Дверь и в самом деле была открыта. На вахте мирно дремал молоденький студентик. Лифт не работал.

***
Полгода Анхель Потрох Псориаз собирал информацию. Запасы кислоты таяли. Но теперь он знал все. Или почти все. И кое-чему научился.
Например, вырубать людей усилием мысли.
Как того мента.
Потрох улыбнулся, вспомнив ужас на лице Степана.
Но этих граждан таким дешевым трюком хрен возьмешь. Продвинутые граждане. В Комитете и не такому учили. Надо руками.
Господи, хоть бы он оказался один.
И без оружия.
"Черный экспресс". Они ее убили "черным экспрессом". Они - это КГБ, ФСБ, ФСК или как там еще называют Контору. Все очень просто. Им нужны деньги на переворот, они делают "черный экспресс" и зарабатывают на чернушниках, которые потом дохнут. Интересно, что они даже не знают об этом.
Анхеля передернуло. Он сам сидел на "черном экспрессе", так как другого мака в Питере просто не было. Воскобойникова нейтрализовали.
Если доктор сдаст им путепровод, сдаст свои концы, вся Чуя покроется "экспрессом", который пойдет... Куда только он не пойдет.
Насрать на это. Гены Чарли Мэнсона. Он один из первых бредил о черной опасности. Жаль, что переклинило мужика - людей мочить начал.
А ты?
Насрать на это. Ее нет.
Если бы я...
Шестнадцатый этаж. Металлическая дверь.
Но стены на лестничной площадке покрыты надписями.

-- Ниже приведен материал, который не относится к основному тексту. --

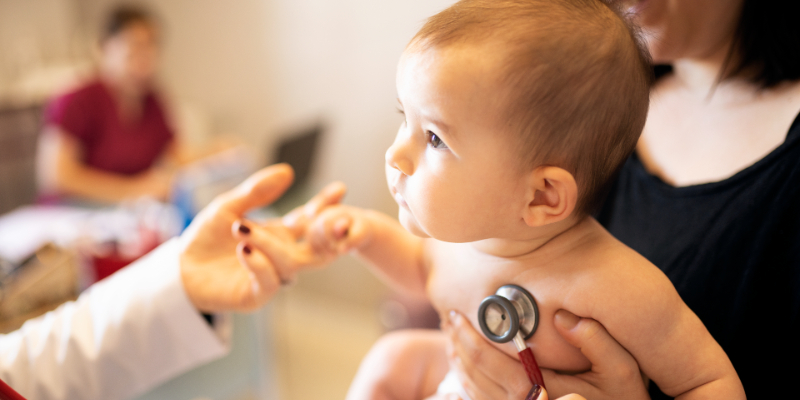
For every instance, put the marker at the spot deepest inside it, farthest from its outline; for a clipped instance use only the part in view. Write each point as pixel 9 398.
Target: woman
pixel 143 325
pixel 103 141
pixel 712 197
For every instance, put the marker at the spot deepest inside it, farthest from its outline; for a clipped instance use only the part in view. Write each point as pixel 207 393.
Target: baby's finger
pixel 329 229
pixel 264 279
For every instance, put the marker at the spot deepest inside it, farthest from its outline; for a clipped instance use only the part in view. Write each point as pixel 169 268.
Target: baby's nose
pixel 397 159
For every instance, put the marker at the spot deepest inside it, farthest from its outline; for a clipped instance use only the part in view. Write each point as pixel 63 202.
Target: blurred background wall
pixel 261 70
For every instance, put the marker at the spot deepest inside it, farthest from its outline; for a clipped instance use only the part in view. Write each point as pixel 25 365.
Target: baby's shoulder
pixel 618 277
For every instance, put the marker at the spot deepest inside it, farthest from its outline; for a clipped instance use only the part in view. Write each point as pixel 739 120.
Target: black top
pixel 732 249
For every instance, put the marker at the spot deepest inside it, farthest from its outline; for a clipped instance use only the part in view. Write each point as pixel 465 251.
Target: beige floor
pixel 319 341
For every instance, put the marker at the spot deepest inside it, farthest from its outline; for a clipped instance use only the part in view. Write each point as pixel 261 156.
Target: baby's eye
pixel 434 141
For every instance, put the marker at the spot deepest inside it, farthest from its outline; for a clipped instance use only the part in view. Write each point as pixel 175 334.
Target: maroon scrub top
pixel 90 114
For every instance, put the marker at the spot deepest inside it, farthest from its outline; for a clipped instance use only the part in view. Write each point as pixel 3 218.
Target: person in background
pixel 143 325
pixel 111 138
pixel 711 196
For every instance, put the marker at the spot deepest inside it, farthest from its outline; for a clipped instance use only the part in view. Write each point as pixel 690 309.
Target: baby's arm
pixel 669 341
pixel 401 365
pixel 395 254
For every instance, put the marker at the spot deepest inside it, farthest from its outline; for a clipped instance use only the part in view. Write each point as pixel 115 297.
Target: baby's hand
pixel 339 229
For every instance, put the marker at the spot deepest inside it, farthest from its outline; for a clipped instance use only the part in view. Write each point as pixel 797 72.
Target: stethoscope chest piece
pixel 509 311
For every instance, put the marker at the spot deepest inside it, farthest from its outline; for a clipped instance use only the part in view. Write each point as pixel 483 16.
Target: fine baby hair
pixel 576 77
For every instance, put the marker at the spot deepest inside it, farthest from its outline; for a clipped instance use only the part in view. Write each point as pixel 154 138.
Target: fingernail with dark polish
pixel 535 392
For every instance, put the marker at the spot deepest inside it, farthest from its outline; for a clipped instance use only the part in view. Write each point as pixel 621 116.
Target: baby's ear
pixel 552 196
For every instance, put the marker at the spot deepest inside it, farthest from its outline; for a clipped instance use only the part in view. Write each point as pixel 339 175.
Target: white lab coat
pixel 121 337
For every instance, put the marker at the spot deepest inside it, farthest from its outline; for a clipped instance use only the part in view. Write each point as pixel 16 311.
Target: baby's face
pixel 453 166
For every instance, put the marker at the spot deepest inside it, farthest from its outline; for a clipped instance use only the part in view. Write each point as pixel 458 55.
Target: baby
pixel 517 114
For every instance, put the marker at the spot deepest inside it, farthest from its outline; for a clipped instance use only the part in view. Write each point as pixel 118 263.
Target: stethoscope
pixel 510 314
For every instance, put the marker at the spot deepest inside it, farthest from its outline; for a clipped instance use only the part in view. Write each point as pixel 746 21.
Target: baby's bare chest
pixel 460 281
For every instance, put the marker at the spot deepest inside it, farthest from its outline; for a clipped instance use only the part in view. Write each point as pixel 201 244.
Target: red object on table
pixel 7 393
pixel 531 367
pixel 108 264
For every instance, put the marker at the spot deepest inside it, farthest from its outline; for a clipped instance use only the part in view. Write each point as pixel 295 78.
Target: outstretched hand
pixel 211 272
pixel 282 244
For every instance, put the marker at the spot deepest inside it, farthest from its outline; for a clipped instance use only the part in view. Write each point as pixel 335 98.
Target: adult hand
pixel 211 271
pixel 488 373
pixel 536 393
pixel 283 245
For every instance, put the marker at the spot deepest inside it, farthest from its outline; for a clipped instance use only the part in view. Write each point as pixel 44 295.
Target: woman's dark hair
pixel 767 41
pixel 766 44
pixel 123 16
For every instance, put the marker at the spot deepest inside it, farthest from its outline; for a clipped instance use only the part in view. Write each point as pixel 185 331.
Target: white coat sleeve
pixel 121 337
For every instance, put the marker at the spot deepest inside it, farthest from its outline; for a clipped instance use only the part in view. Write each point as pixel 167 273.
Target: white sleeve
pixel 123 336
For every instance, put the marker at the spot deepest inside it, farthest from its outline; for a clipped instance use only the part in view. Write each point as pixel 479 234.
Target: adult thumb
pixel 540 393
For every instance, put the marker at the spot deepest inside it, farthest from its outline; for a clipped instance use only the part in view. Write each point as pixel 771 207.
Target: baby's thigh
pixel 402 365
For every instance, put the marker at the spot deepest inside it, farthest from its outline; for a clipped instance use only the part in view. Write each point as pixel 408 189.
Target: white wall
pixel 263 68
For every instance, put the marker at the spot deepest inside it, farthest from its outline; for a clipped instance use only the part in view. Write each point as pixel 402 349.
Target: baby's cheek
pixel 410 223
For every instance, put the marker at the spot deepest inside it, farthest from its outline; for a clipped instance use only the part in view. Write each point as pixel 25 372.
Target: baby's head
pixel 518 114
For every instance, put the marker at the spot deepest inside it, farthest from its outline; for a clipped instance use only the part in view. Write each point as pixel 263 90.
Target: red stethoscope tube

Недоперепил беспокойно заворочался во сне. Ему грезилось, что он Самсон и собирается кому-то порвать пасть.

Еще не спит. Или не спят? Сплошная музыка.

Но никого вокруг нет. Пустыня, но не песок, а желтая глина. Чавкающая, жидкая, желтая глина по щиколотку. Но перед глазами.

Идет. Это должен быть он.

Отражение желтого Солнца. В дымке. Руки по локоть в глине. Я же на четвереньках!

Дверь распахнулась.
Один! И даже без охраны. Ну да, зачем она ему? Придурок. В первый раз вижу идиота, который под черным еще и водку пьет до умопомрачения. Ни сам ничего не понимает, ни другим не дает. Конченый козел. Вперед, пока до него не дошло.

Встать! Поднять землю! Вот он, этот диплодок-диблюдок, из-под зеркала глины...
Федор резко дернулся во сне, пытаясь поймать обеими руками прыгнувшего на него непонятного зверя.
И порвать ему пасть.

Анхель быстрым движением ноги распахнул дверь, проскочил за спину Васи, который только и успел, что повернуть голову и начать обязательное:
- Ты че... - как Потрох левой рукой захватил его шею, а правой резко дернул голову.
Хруст напомнил Анхелю, что он этого делать не умеет.
Васины пальцы конвульсивно сжались, тело дернулось, напряглось и обмякло.
- Звиздец тебе, Вася Питерский, - прошептал Потрох, охреневая от собственной силы и прыти.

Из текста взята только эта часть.